What advice do you have for a customer looking to hire a provider like you?
No matter who you hire, tell them what you are looking for up front as far as sound goes. Send them links to a few songs that you want to sound like. What sounds great to one engineer may be fine, but at the same time not at all what you were expecting or desiring. Set expectations.
If you were on a desert island and could take just 5 pieces of gear, what would they be?
1) My vintage DBX 118 dual compressor modded out by Revive Audio. It's got a new PSU, Burr Brown op amps, all new electrolytics, and does things to a drum buss or bass guitar that brings a tear to my eye.
2) My Sonarworks-calibrated AKG K701 reference headphones
3) My Roland Space Echo
4) My vintage DBX 120 sunharmonic synth
5) A keyboard to noodle on - probably a Moog or a Voyetra!
Analog or digital and why?
Both. I run a hybrid studio because I believe they each have their strengths and weaknesses. Digital allows me to deliver super crisp, pristine high end that I just can't get with analog. At the same time, analog tracking, compression, and EQ have magical attributes all their own that just can't quite sound the same with plugins. I am a big fan of Slate Digital and Softube for digital tools and have hardware from Focusrite, UREI, DBX, FMR, Revive Audio, Roland, Pioneer, etc. etc.
What's your 'promise' to your clients?
Ease of business and speed coupled with a great sound!
What questions do you ask prospective clients?
I always ask if there is a track that the client has in mind, or a certain 'sound' they are after. What I find most appealing and satisfying to my ears may not at all be what a client has in mind, so I like to level set that expectation right away!
What was your career path? How long have you been doing this?
I've been working with music in some way my whole life, but first delved into production and mixing when I was 15. That was well over a decade ago. I have been producing, remixing, and doing mix down work professionally since the mid-2000s, usually under my alias Phasen.
Can you share one music production tip?
Everyone wants a big kick. I really like to take two or more kicks and layer them together, but here's an extra tip: After I layer my two kicks (I usually HPF one and LPF the other, so that I have the bottom end of one kick and the higher end of another) I delay one of them compared to the other by 0.1ms and then increase/decrease this value. Play both kicks simultaneously while tweaking the delay on one of the kicks. At some point, they will line up in phase and sound very, very big together!
Tell us about your studio setup.
I've spent an embarrassing amount of money on my studio. I'm very proud of my new DAW computer - I just built a new PC with an 8 core AMD processor, 16 GB of RAM, and a nice sound card. It can run all of my digital VSTs simultaneously with no problems - it really is a beast!
Lately I'm also a big fan of the Slate Digital line of products. I've been using the Virtual Console and Tape Machines on almost every project lately.

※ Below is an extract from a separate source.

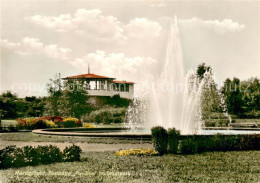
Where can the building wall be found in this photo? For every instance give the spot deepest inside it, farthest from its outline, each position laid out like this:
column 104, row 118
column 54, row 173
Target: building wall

What other musicians or music production professionals inspire you?
Hannes Bieger and Robert Babicz are two mix and mastering engineers I admire a great deal!
Describe the most common type of work you do for your clients.
Most commonly I work on mixdowns for newer electronic musicians. All the time I hear songs that have great musical ideas and potential, but they fall short because of the production. I get really disappointed sometimes when hearing music and thinking to myself 'this would be so much more impactful if only....'.
While my work can get very surgical and precise to your needs, most of what I do actually winds up being cleaning up common mistakes, such as creating room in the low end with HPFs, sidechaining, etc., removing resonances and spacing out the highs, placing percussive elements in the key of the track, and so on.